McLeland hadn’t filed a response to that motion, as of Tuesday morning. Gull’s order, dated Feb. 14 and released Tuesday, did not include a ruling on that motion.
For more on that motion:
Whether that motion will delay the start of the 30-day appeal requirement, Hughes offered this: “If I was Allen’s counsel, I’d be concerned that a court may view his latest motion to preserve as a repetitive motion. Thus, best practice would be to file a Notice of Appeal within 30 days of Judge Gull’s order denying his motion to correct error.”
MHA PREPS MOBILE MENTAL HEALTH PROGRAM, VIA AN IU HEALTH GRANT
The goal is to put a refurbished school bus – most recently used as an Indianapolis Colts fan’s tailgating headquarters – on the streets as Mental Health America-Wabash Valley Region’s new mobile outreach for teens is early December, in time to make a debut at the Lafayette Christmas Parade, Brandi Christiansen, president and CEO, says.
“They’re all pushing me around here to show it off – make it’s big debut – at the Christmas Parade, because that’s where everyone is,” Christiansen said. “And that’s what we want this to be – seen by everyone and let them know we’re coming to schools and everywhere else to meet youth where they’re at.”

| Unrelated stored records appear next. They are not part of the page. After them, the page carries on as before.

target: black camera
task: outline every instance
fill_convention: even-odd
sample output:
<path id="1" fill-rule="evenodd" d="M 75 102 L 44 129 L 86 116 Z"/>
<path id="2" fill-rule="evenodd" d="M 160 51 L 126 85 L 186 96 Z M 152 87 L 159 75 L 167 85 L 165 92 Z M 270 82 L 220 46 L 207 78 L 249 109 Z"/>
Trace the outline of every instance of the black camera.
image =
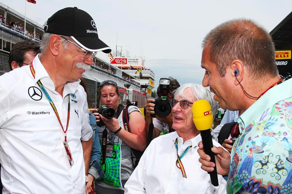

Last week, IU Health announced a two-year, $250,000 grant to buy the bus and then trick it out for MHA’s new Mobile Mental Health Program. The bus will get mechanical work done through Ivy Tech Community College and eventually equipped with mobile, on-stie health screenings, counseling spaces and wellness programing, taken across MHA’s 11 county region centered in Lafayette.
The money for the bus project was part of $6.1 million from IU Health Community Impact Investment Fund grants for 12 Indiana organizations, awarded in December.
“What we saw, especially as a result of COVID, was an increase in the mental health needs,” Jennifer Andres, IU Health community impact investment and policy development director, said after presenting a check last week to MHA.
“That’s what this grant is all about, to lift people up,” Andres said. “We just thought this was a really innovative way to help reduce that stigma and give kids an opportunity to come in an approachable environment to help give resources. It’s kind of a spreading the word opportunity.”
Christiansen said the idea for this sort of direct outreach has been brewing for a while as a way of early intervention, to normalize getting help during a mental health crisis.
“Kids just want to have fun and you can’t make it too heavy for them,” Christiansen said. “But you’ve to let them be familiar with our name if you want them to reach out in that moment where they really need help, as in right now.”
She said the bus will be equipped with room to do mental health screenings, counseling and peer support programs. She said the bus would have VR headsets for interactive mental health education and techniques. Christiansen said she’s hoping to include a DJ booth. She said the bus would travel to schools and other community events in the region.
“Who cares how we reach them?” Christiansen said. “We want to be able to meet them where they’re at in whatever medium, just to plant some seeds and let them know that they’re not alone and let them know if they’re feeling a certain way, they can call us or text us. … And if they don’t know, maybe they’ll have a friend who has seen us with the bus and can help point them in our direction.”
Starting, most likely, at the Christmas Parade in December.